Lewis filed an application for disability insurance benefits and supplemental security income benefits on May 14, 1991, alleging a disability since May 1, 1984, due to multiple impairments. An administrative law judge (ALJ) found that Lewis had the residual functional capacity (RFC) to perform a limited range of light work with a sit/stand option and which could be performed by an individual with a verbal I.Q. of 77. The ALJ also limited Lewis to work which did not require lifting in excess of 20 pounds, the frequent use of his right upper extremity, prolonged sitting, standing or walking, and excessive twisting and bending. Relying on the medical-vocational guidelines and the testimony of a vocational expert (VE), the ALJ found that Lewis could perform a significant number of jobs in the economy and was, therefore, not disabled. The Appeals Council denied Lewis's request for review.
Lewis then sought judicial review of the Secretary's decision. The district court held that there was substantial evidence to support the Secretary's decision and dismissed the case. On appeal, Lewis's brief is construed as arguing those claims which he raised in the district court.
Upon review, we conclude that substantial evidence exists to support the Secretary's decision. Brainard v. Secretary of Health and Human Servs., 889 F.2d 679, 681 (6th Cir. 1989) (per curiam). The ALJ properly assessed Lewis's RFC and Lewis did not establish that he was suffering from severe and disabling pain. See Duncan v. Secretary of Health and Human Servs., 801 F.2d 847, 853 (6th Cir. 1986). In addition, the ALJ did not err in giving greater weight to the opinion of Dr. Herz, than to the opinion of Dr. Armstrong. Dr. Armstrong did not treat Lewis as long as Dr. Herz, and Dr. Armstrong did not support his RFC assessment with detailed clinical and objective findings. See Jones v. Secretary, Health and Human Servs., 945 F.2d 1365, 1370 (6th Cir. 1991). Dr. Herz's opinion regarding Lewis's ability to engage in work activity supports the ALJ's RFC assessment.

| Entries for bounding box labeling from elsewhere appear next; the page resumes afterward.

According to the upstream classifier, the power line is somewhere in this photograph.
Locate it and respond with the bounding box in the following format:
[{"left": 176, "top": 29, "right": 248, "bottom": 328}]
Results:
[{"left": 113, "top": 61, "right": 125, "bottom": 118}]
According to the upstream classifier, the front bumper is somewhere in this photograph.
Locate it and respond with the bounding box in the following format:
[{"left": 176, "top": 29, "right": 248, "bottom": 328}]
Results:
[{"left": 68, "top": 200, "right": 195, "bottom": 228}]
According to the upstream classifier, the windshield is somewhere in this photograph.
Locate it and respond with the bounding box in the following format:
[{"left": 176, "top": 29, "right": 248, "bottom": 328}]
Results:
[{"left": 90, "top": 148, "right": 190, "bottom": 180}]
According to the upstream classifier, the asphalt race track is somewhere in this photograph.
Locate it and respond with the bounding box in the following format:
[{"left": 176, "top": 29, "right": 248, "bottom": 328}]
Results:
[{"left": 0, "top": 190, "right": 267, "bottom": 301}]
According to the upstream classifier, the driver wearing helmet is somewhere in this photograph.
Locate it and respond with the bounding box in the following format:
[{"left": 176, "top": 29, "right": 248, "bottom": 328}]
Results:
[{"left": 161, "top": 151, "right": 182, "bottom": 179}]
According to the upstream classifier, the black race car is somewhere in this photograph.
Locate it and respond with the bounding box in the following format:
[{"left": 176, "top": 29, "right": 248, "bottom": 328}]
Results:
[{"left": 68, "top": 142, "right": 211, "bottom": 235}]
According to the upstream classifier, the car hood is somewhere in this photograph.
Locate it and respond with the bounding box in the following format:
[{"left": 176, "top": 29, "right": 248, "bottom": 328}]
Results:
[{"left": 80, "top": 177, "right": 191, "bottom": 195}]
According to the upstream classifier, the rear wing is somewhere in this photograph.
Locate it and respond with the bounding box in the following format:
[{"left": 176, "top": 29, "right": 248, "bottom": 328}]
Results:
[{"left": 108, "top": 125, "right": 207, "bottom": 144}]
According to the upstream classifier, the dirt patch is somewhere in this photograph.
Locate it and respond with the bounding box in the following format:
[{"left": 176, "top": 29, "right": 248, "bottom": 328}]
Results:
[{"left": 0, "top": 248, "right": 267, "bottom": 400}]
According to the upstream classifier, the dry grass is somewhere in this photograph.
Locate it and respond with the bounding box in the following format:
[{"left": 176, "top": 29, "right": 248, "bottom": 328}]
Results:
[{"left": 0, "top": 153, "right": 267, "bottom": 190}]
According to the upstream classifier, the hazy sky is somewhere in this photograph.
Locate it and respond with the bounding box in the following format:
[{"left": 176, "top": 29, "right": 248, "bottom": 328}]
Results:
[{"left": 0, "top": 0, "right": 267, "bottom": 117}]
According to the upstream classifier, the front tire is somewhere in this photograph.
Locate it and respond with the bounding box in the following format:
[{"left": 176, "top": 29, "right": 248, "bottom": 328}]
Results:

Because Lewis suffered from significant nonexertional limitations in addition to his exertional limitations, the ALJ properly used the medical-vocational guidelines only as a framework for decisionmaking and consulted a VE before making a determination if there was other work that Lewis could perform. See Loy v. Secretary of Health and Human Servs., 901 F.2d 1306, 1310 (6th Cir. 1990) (per curiam). Furthermore, the VE identified over 14,000 light sit/stand jobs that Lewis could perform. This constitutes a significant number of jobs in the economy. Cf. Barker v. Secretary of Health and Human Servs., 882 F.2d 1474, 1478-79 (9th Cir. 1989) (1,266 jobs is a significant number of jobs); Jenkins v. Bowen, 861 F.2d 1083, 1087 (8th Cir. 1988) (500 jobs in region is a significant number); Hall v. Bowen, 837 F.2d 272, 275 (6th Cir. 1988) (1,350 to 1,800 jobs is a significant number in the region where the claimant lives). The VE's testimony is substantial evidence to support the Secretary's finding on this issue. Bradford v. Secretary of Dep't of Health and Human Servs., 803 F.2d 871, 874 (6th Cir. 1986) (per curiam).
Accordingly, we affirm the district court's judgment.